Advertisement

Joint Effort Gives Shelter to Homeless AIDS Victims

Share
Times Staff Writer

Scruffy, a fuzzy-faced dog of dubious breeding, bounced from the gray tuxedo couch to the mauve chair and then up the stairs of Our House, where a group of AIDS patients have come to learn how to live and die with dignity.

A little wear and tear on the new furniture is fair exchange for the puppy’s therapeutic value to the home’s residents, said Our House manager Pam Anderson.

Our House is a joint effort of AIDS Project Los Angeles, several government agencies and a coalition of local interior designers and architects who worked for almost a year to turn the 70-year-old home into a shelter for homeless AIDS clients.

Advertisement

The three-story Victorian house in the Pico-Union area west of downtown Los Angeles is believed to be one of the first residences of its type in the country.

Transitional Cases

While several communities, including Los Angeles, have developed hospices for those who are near death, Our House offers temporary shelter and transitional services for homeless AIDS patients recently diagnosed as having the disease. The house opened late last month with three clients. In the coming months another 12 homeless people with AIDS are expected to live in the six-bedroom, five-bath house.

The residents receive a variety of social services, including help obtaining Social Security and other benefits, medical assistance and nutritional advice. After six months of “stabilization,” Anderson said, they will be helped to find a permanent place to live, such as a board-and-care home or an apartment shared with others afflicted with the disease.

“One of our first clients had just finished drug treatment and was getting his life together when he was told he had AIDS,” Anderson said. “He was too sick to work. His relatives couldn’t take care of him.

“A couple days after he was referred here by APLA (AIDS Project Los Angeles) he was sitting here on the couch petting my own dog and broke down and cried. He said that the dog reminded him of the home he had lost when he became ill.
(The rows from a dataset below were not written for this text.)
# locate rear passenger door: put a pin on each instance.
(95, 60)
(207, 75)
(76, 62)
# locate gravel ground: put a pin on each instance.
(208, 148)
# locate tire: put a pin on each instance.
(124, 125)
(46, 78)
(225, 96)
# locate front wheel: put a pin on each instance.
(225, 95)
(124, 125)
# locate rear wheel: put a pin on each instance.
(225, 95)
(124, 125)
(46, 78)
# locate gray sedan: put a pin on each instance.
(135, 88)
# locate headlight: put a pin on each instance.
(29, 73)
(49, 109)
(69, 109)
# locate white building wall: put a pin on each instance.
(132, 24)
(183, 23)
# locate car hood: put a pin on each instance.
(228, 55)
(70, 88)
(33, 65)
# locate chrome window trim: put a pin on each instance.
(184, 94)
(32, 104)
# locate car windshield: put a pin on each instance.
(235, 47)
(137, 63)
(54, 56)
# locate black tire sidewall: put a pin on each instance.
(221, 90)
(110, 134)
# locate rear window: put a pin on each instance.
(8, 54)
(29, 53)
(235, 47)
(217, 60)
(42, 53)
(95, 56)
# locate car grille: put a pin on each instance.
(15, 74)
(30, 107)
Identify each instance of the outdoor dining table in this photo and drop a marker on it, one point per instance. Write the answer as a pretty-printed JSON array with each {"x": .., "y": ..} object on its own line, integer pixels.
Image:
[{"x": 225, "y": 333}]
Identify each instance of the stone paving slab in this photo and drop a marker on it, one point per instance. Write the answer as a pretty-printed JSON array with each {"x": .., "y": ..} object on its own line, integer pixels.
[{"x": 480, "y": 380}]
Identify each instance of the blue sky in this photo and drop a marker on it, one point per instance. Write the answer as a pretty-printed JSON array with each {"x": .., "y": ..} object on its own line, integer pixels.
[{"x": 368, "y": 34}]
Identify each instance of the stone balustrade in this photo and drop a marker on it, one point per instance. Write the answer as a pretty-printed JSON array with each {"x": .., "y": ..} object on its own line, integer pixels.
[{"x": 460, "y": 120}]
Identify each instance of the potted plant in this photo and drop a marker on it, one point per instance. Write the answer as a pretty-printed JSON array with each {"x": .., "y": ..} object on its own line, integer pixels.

It was the first time he was willing to let down and talk about it and start healing emotionally.”

A few days later, Anderson went to the animal shelter and got “the ugliest dog I could find, one that I knew was going to get the gas chamber if I didn’t rescue him.”

Advertisement

Since then Scruffy has been a welcome companion to the AIDS patients, who often are homeless, unemployed and ignored by friends and acquaintances.

“The fact that this home was so desperately needed is a sad testimony to one way in which AIDS has devastated lives,” said Matt Redman, AIDS Project board chairman, at a press conference Monday for the opening of the facility. “But it is also testimony to the enormous outpouring of love that has come from volunteers.”

AIDS Project obtained the $200,000 for the house from grants and loans provided by the Los Angeles City Redevelopment Agency, the state Department of Housing and the federal Emergency Management Agency.

Furniture Donated

All the furnishings--from the Plexiglas tables to the dinner napkins and restaurant-sized stove to the rear-projection television set--were donated by local companies, including wholesale upholstering and furniture firms.

More than 50 designers, architects and landscapers donated time to decorate the home and oversee renovations. About $375,000 worth of repairs, labor and furnishings were donated for the project, AIDS Project officials said.

The 7,900-square-foot home is in a transitional neighborhood on South Lake Street just off Alvarado Street, but AIDS Project officials said that they were not conducting a “door-to-door” campaign in the neighborhood to let people know that the shelter is for AIDS patients.

Advertisement

“We will tell them individually as the questions come up,” said John Wolfe, new executive director of AIDS Project.

Latino Agencies Contacted

The organization has also contacted several Latino agencies in the neighborhood and at their request will provide AIDS education classes in selected schools and social service centers.

Co-chairpersons of the Design Committee that handled the Our House project were Los Angeles interior designer Leslie Harris and Santa Monica architect Robert Johnson.

“We were afraid that we’d end up with a yellow chair here, a green sofa there,” Johnson said. “But everyone put their talents together and came up with enough sources to allow us to have color and style coordination throughout.”

Harris noted that the project had special meaning to her. Her own brother died of AIDS. “I spent nine months in and out of hospitals watching his pain and terror in an environment that didn’t support the human spirit on any level.

“Ever since then, I’ve dreamed of doing something like this for terminally ill people,” she said, gesturing at the comfortable mauve chairs, bluish-gray rugs and sparkling white walls adorned with cheery watercolors.

Advertisement

“I mean who wants to spend their last days in a room painted green, surrounded by orange Naugahyde chairs?”